2007's Biggest "Bargains"

2007s biggest bargains

With the help of our pals over at Edmunds.com, BusinessWeek has compiled a list of the 20 most heavily discounted 2007 vehicles still on the lots. They based the list on Edmund's average transaction price vs. sticker price. As you can imagine, the list is tilted heavily towards pickup trucks and SUVs; only two passenger cars are included. Imported vehicles are conspicuous by their absence (all the import-branded vehicles are rebadged versions of American-built vehicles). Oh, and someone forget to mention that depreciation is the single largest cost vehicle ownership. A two-year-old Mitsubishi Raider? You must be joking mate. [The percentage represents the discount, while the number in parentheses shows the supply on hand as of the first of October. The inventory numbers may include some 2008 models while the discounts only apply to '07s.]

Mitsubishi Raider – 29% (19 day supply)

Jeep Commander – 29% (84 day supply)

Dodge Ram 1500 – 28% (92 day supply)

Chevy Silverado Classic 1500 – 27% (102 day supply*)

GMC Sierra Classic 1500 – 26% (103 day supply*)

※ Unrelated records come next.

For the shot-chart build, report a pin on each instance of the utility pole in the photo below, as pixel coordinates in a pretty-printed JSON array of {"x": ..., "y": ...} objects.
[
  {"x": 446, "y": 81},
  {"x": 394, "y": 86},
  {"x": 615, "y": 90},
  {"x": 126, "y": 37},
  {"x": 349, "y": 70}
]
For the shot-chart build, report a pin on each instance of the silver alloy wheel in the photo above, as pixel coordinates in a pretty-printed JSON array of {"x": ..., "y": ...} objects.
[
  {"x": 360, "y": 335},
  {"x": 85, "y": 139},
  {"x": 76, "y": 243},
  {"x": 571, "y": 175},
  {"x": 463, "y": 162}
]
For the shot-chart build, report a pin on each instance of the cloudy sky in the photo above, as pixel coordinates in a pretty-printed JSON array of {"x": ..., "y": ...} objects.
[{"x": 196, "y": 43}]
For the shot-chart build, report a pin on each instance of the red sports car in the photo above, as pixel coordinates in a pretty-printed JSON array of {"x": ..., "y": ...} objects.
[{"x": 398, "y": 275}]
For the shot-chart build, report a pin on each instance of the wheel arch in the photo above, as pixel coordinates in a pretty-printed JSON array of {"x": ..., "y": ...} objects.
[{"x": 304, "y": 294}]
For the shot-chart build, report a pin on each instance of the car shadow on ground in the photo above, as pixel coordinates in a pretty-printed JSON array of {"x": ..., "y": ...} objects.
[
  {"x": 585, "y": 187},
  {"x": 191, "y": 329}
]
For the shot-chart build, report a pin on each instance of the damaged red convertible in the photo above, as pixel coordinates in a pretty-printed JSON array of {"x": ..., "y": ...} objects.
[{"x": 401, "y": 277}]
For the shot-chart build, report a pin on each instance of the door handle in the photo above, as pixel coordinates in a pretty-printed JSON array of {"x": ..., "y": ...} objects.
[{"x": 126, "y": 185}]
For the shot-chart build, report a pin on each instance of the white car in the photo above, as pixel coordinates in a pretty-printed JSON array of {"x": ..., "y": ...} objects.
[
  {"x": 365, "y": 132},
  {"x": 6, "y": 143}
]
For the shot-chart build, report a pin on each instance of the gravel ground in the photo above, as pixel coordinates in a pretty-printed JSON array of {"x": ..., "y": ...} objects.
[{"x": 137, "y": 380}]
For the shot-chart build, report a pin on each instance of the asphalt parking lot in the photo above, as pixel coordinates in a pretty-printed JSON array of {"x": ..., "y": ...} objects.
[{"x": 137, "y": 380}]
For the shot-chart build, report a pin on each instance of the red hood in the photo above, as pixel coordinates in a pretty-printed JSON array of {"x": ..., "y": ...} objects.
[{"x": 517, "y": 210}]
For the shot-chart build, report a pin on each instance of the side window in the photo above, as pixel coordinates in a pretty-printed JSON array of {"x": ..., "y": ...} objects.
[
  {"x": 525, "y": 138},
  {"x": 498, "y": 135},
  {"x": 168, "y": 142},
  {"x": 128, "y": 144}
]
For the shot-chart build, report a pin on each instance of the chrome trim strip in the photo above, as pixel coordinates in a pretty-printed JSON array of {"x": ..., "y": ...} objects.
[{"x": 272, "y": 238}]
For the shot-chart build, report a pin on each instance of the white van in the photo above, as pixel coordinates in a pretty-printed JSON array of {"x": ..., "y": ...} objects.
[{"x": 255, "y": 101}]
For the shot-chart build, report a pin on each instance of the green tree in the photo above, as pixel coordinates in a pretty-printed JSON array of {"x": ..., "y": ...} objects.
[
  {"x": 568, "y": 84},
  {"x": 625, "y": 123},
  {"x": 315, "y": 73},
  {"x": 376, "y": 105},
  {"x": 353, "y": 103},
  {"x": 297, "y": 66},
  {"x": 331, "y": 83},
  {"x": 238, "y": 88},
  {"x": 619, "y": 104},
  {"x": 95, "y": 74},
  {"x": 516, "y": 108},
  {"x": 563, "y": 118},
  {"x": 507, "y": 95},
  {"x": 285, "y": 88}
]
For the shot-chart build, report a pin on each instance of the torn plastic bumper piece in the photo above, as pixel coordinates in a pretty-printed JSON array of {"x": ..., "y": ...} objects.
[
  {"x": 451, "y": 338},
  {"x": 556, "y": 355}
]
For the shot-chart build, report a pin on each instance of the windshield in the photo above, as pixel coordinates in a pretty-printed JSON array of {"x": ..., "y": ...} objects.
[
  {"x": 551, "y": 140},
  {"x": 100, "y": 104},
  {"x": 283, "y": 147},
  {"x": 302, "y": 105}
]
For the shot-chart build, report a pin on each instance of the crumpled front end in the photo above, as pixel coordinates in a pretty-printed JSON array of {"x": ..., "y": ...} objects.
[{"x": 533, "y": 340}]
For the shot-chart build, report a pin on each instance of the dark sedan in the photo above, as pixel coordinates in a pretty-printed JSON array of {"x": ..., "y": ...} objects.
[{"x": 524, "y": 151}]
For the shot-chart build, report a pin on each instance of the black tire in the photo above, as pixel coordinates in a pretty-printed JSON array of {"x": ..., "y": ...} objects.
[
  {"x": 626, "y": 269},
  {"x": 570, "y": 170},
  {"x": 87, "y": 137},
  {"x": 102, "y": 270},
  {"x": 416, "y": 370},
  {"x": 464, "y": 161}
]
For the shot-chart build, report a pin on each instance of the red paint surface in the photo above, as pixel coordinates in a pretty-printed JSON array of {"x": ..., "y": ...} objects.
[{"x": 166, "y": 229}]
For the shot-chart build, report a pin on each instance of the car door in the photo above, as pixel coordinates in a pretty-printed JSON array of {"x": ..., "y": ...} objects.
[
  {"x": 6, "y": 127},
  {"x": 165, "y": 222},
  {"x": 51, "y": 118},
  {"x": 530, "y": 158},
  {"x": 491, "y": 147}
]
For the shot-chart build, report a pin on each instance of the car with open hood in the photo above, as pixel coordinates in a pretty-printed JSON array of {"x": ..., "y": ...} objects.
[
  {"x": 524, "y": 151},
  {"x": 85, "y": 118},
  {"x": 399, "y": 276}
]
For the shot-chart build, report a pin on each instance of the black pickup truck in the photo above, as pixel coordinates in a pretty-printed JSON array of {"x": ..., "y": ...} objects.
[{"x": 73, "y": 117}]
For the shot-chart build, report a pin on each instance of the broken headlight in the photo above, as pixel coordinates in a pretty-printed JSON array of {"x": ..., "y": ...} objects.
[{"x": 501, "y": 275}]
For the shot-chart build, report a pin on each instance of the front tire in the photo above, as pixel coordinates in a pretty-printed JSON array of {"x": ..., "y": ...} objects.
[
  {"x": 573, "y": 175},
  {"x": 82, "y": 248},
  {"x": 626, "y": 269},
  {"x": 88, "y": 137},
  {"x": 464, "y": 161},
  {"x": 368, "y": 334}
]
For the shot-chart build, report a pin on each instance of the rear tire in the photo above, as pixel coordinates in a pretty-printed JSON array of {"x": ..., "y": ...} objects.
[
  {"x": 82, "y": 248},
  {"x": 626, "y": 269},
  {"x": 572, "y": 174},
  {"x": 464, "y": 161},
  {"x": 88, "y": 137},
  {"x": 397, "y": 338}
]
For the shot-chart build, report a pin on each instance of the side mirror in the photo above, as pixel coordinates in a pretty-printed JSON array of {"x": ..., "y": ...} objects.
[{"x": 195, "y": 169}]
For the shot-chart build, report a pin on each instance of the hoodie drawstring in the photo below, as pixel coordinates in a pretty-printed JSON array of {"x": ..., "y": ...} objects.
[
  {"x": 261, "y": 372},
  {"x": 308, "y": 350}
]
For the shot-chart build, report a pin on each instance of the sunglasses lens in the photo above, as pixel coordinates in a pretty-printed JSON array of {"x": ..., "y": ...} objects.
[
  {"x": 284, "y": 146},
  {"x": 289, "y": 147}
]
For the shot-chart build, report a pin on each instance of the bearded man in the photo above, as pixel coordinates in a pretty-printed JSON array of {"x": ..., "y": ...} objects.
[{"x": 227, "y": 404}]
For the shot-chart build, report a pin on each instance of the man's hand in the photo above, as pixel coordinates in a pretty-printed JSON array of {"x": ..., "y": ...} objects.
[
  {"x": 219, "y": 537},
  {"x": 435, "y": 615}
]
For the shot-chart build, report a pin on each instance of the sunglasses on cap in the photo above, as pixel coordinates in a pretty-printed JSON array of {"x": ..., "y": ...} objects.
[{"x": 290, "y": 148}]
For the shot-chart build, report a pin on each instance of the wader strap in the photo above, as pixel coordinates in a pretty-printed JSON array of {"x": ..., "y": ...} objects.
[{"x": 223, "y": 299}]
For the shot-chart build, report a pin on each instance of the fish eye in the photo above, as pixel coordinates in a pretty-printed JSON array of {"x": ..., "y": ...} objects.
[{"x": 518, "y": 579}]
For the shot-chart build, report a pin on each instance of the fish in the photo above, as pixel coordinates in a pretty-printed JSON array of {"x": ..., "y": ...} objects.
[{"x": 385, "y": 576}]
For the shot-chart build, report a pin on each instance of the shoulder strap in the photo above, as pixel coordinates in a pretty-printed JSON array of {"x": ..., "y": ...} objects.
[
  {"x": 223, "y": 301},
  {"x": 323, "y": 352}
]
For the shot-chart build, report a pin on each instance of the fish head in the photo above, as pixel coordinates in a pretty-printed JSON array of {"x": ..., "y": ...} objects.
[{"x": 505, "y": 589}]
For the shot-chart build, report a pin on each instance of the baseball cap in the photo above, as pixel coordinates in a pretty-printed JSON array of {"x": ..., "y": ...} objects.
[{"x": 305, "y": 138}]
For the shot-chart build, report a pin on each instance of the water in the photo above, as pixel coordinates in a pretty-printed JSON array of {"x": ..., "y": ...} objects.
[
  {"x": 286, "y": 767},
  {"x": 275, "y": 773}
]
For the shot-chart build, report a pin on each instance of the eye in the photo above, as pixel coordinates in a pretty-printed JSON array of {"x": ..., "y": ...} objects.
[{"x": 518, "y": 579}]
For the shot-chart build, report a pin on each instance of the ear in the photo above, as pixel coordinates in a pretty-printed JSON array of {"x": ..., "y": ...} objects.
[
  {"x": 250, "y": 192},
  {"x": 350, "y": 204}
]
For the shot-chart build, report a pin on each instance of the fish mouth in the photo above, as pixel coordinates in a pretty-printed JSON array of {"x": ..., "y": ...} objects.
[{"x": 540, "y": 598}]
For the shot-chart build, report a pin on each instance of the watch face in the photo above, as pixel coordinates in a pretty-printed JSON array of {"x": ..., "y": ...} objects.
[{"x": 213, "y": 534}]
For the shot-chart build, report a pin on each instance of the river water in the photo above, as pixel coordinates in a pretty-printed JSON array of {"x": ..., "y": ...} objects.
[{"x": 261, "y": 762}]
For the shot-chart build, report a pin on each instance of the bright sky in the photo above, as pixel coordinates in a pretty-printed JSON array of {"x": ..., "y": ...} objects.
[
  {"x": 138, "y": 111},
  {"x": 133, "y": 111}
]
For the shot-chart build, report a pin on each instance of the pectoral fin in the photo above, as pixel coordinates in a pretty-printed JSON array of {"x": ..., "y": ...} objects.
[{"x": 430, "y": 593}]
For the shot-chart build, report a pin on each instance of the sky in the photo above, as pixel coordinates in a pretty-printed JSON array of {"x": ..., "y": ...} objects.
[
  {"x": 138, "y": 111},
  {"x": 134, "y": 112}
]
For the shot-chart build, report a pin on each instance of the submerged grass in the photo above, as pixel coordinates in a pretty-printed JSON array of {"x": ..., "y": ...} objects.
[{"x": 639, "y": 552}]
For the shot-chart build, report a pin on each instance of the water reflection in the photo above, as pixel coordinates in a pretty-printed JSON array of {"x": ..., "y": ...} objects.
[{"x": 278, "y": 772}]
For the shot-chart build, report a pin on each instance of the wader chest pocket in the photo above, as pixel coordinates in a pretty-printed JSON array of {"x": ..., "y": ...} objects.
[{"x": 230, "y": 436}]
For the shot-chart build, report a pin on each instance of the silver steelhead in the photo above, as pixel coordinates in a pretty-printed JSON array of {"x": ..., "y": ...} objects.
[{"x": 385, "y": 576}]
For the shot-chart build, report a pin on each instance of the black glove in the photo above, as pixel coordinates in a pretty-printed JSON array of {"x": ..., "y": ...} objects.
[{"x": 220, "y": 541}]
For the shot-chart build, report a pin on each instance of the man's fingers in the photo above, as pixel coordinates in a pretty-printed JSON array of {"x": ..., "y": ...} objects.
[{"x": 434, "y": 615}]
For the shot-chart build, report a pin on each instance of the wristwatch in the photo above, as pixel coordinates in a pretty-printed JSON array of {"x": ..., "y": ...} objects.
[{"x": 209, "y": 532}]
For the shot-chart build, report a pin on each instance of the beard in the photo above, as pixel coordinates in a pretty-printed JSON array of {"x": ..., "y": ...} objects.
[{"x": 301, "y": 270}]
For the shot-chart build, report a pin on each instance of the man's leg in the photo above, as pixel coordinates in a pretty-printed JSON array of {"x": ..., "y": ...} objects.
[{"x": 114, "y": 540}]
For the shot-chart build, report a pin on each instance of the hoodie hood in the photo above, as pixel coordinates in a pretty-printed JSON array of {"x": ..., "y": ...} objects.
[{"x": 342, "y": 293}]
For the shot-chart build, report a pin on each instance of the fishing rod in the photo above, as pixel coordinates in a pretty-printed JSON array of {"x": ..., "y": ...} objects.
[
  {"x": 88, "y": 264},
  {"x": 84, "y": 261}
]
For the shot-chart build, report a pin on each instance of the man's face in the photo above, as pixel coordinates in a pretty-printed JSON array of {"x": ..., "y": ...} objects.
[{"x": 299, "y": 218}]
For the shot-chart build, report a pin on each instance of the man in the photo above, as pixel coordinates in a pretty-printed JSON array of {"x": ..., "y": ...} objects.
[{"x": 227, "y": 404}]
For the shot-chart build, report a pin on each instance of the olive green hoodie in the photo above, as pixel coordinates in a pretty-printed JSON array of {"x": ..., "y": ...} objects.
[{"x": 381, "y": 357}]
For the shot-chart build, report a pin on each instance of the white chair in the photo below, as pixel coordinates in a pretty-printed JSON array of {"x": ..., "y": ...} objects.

Isuzu Ascender – 26% (196 day supply)

Jeep Grand Cherokee – 25% (70 day supply)

Lincoln Town Car – 25% (78 day supply)

Dodge Durango – 25% (74 day supply)

Dodge Dakota – 24% (76 day supply)

Chrysler Aspen – 24% (32 day supply)

Mercury Grand Marquis – 23% (67 day supply)

Chevy Silverado Classic 2500HD – 22% (102 day supply*)

Chrysler Pacifica – 22% (63 day supply)

Saab 9-7x – 22% (113 day supply)

Dodge Grand Caravan – 22% (50 day supply)

Buick Rendezvous – 22% (12 day supply)

Isuzu i-Series – 22% (172 day supply)

GMC Sierra Classic 1500HD – 21% (103 day supply*)

Chevy Trailblazer – 21% (50 day supply)

(*The inventory for Silverado and Sierra are for all versions, not just the Classics. GM doesn't break the inventory numbers down by version or weight class.)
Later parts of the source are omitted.